Evers bars evictions and foreclosures as state responds to COVID-19

Evers bars evictions and foreclosures as state responds to COVID-19

Gov. Tony Evers directed the Department of Health Services on Friday to issue an executive order suspending evictions and foreclosures for 60 days.

The order is part of the state’s response to the spread of COVID-19.

“Evictions and foreclosures pose a direct and serious threat to the health and well-being of Wisconsinites,” Evers told reporters Friday.

He said the order doesn’t relieve obligations to pay rent or mortgages.

There have been 842 positive COVID-19 tests, 13,140 negative tests and 13 deaths in the state, DHS said Friday.

DHS-Secretary Andrea Palm said that it’ll take several weeks for the numbers to reflect the impact of social distancing and state’s the safer-at-home order.

Evers said the Centers for Disease Control and Prevention also have a team in Milwaukee, where COVID-19 has hit the African-American community on the city’s north side hard.

“The severity of this disease in the African-American community is a crisis within a crisis,” he said. “We must do everything within our power to raise public awareness, secure access to care and find out why this happened.”

Palm said CDC previously sent teams to the state to help with its first case and to Fond du Lac. Fond du Lac County reported one of the first two deaths in the state.

Ryan Nilsestuen, Ever’s chief legal counsel, said that Evers and Palm recently signed an order that suspended a “number” of rules and regulations at the Department of Safety and Professional Services for nurses, physician assistants and other medical professions.

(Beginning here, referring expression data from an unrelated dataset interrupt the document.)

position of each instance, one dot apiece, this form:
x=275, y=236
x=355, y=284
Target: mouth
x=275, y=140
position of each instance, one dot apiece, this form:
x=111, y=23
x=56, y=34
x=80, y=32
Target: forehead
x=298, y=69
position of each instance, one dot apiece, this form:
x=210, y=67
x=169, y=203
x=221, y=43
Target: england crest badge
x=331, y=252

The order will ensure that those who are qualified and either recently retired or living in another state can help fill needed positions, he said.

Meanwhile, Evers earlier in the day asked the Legislature to send an absentee ballot to every registered voter in the state, to allow absentee ballots postmarked the day of the election and to give clerks extra time to count an influx of ballots.

“This is not a Republican issue or a Democratic issue,” Evers said. “This is an issue of democracy.”

Republican legislative leaders said Wednesday that they do not support moving toward a mail-in election.

“We are way too far in,” Fitzgerald said, noting that early voting has begun.